A questa vittoria hanno tuttavia largamente e validamente contribuito tanti altri compagni socialisti che non si sono mai rassegnati a tale modello, i quali ancora credono che il Socialismo debba essere un grande progetto di rinnovamento sociale e politico che nasce innanzitutto da una prassi e da una grande partecipazione democratica e cioè dall’incontro e dalla condivisione. Quella che mette in risalto due principi essenziali: lo scrupoloso rispetto della dignità personale di ciascun individuo, e la necessaria coesione del tessuto sociale in nome di regole e principi di solidarietà e responsabilità civile, morale e politica. Questi socialisti che hanno appoggiato la Vittoria di Vendola ora, e lo faranno ancora nel corso delle elezioni, hanno avuto il coraggio di dissentire e di partecipare attivamente all’assemblea costitutiva di Sinistra Ecologia Libertà. Si riuniscono il primo febbrario per costituire a tutti gli effetti la loro componente nazionale e ramificarsi in tutto il territorio, e sono fermamente decisi ad essere parte integrante e fondante del nuovo partito della sinistra che nascerà subito dopo le elezioni regionali.
Finalmente possiamo, proprio in nome dell’antibolscevimo, della cura e del vaccino definitivo nei confronti di questa malattia pluridecennale, dichiarare chiusa la stagione che, proprio a causa del dilagare dell’epidemia bolscevica, causò a Livorno la rovinosa scissione del movimento operaio e di una sinistra allora largamente maggioritaria.
Le parole del compagno Vendola che ha avuto lo straordinario coraggio di sperimentare su se stesso questo vaccino, con gravi rischi per la sua persona, ci incoraggiano e ci riempiono di entusiasmo assieme a questa recente vittoria.
Ricordiamole “il culto umanitario, il primato della persona e il primato della libertà personale che è nella variegata storia dell’umanesimo socialista italiano, non sta dentro la mia tradizione politica o culturale.
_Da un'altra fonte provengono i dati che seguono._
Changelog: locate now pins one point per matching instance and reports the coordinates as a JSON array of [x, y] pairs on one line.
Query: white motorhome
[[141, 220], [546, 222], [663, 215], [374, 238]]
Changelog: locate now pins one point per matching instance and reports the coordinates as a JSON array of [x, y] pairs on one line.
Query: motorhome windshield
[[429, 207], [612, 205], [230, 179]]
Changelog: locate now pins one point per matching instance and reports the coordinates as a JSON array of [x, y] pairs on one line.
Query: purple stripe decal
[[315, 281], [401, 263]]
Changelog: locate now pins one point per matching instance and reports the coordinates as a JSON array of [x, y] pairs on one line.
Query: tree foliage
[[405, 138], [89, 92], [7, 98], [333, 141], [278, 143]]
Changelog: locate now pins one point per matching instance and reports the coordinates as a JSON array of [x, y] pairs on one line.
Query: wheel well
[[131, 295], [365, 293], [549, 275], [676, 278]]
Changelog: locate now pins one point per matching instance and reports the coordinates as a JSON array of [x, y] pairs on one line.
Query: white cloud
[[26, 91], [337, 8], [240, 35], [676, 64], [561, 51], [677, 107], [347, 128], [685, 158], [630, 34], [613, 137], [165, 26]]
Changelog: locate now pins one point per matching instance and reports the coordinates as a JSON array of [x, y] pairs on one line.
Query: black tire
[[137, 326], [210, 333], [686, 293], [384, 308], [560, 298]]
Ho bisogno di loro per il futuro, ho bisogno di questo, ho bisogno di sentire la ricchezza di parole che si incrociano, perché dentro la parola sinistra ci sono discontinuità necessarie, equivoci da sciogliere e ambizioni nuove da far sorgere.”
Ebbene, caro compagno Nichi, con il tuo impegno, con la tua sofferenza, con il tuo sacrificio fino alla croce, proteso verso l’affermazione concreta nella politica del tuo territorio, proprio del primato delle persone e della loro libertà, specialmente quando sono state più emarginate e calpestate, hai dimostrato che non sei solo tu ad avere bisogno di noi, ma siamo anche noi ad avere un gran bisogno di te. Che le nostre parole e le nostre azioni oramai si incrociano indissolubilmente in un forte tessuto connettivo, che è quello della società reale concreta, della terra e del sangue della gente, un tessuto vivente, non astrattamente politichese. Un tessuto che può risorgere anche grazie alla resurrezione che hai avuto tu stesso, grazie a questa vittoria, dopo tante tue sofferenze.
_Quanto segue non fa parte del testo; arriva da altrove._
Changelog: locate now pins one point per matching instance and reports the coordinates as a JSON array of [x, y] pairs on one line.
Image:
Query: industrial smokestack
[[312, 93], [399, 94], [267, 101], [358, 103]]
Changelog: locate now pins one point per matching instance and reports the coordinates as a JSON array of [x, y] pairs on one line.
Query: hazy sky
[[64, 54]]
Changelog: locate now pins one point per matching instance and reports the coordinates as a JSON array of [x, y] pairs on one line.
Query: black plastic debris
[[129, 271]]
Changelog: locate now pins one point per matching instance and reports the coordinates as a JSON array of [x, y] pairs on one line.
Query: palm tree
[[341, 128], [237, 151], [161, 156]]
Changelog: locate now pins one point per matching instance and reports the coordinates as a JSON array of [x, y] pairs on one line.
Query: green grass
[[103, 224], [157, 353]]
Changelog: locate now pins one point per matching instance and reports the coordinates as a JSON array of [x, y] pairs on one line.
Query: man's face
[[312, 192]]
Ora dunque pensiamo al futuro, alle discontinuità, agli ultimi equivoci da sciogliere, primo tra tutti il non senso della divisione tra le varie componenti della Sinistra, in primis, quella tra comunisti e socialisti. Dichiariamo insieme solennemente chiusa la scissione tragica di Livorno.
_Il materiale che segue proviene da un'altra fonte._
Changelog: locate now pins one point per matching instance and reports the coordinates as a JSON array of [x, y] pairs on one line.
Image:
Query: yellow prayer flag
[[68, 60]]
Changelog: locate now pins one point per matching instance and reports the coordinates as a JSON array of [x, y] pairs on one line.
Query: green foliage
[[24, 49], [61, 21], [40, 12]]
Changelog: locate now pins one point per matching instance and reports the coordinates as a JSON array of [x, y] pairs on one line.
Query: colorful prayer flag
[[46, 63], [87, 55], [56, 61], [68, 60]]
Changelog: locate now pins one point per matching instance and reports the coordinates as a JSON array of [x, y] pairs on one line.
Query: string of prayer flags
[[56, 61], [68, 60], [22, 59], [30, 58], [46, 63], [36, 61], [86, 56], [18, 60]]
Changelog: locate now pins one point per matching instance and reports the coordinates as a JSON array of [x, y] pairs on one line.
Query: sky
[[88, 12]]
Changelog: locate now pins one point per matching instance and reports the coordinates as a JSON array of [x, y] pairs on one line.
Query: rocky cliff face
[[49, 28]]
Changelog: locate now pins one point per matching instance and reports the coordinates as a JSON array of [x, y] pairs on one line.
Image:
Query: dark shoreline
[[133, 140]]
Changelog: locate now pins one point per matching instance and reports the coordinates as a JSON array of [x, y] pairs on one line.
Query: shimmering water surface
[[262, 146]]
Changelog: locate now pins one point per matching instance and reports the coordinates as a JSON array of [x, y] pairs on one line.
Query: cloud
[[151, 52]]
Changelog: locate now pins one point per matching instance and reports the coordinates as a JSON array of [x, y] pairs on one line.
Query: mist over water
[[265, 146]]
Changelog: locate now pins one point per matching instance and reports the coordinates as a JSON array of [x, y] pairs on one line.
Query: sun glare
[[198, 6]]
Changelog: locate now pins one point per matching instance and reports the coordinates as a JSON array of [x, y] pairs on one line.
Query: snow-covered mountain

Lavoriamo alacremente insieme al PD che crede fermamente nei principi per cui quel partito nacque e per i quali adottò il metodo delle primarie, di cui dobbiamo in ogni caso essergli tutti molto grati, lottiamo per vincere, per affermare non solo su scala regionale ma nazionale, un nuovo modello di democrazia partecipativa.
Senza più rancori né divisioni ciascuno faccia la sua parte, la sinistra deve dimostrare di poter vincere in nome dei suoi principi largamente condivisi, non più nascondendosi dietro maschere o paraventi di altri partiti o personaggi che non hanno condiviso e sofferto la sua storia, e pongono insormontabili paletti per il futuro. Non deve ghettizzarsi, ma cercare di incalzare le altre componenti politiche su programmi e valori e iniziative concretamente innovative e, solo grazie ad esse, convergere in una vera lotta tesa al rinnovamento politico.
Credo, senza tema di smentita, che una vera “rivoluzione gentile” sia iniziata in Italia, essa ci fa sperare, “etiam spes contra spem”, essa ha bisogno del contributo, della gentilezza e della generosità di ciascuno; sono germogli che vanno curati, innaffiati, ogni giorno, piantine che però possono diventare una foresta lussureggiante, se non ci lasceremo più bruciare dal particolarismo dei rancori e degli interessi contrapposti.
La nostra acqua, almeno questo è certo, non la privatizzeranno mai.
Hasta la victoria, siempre!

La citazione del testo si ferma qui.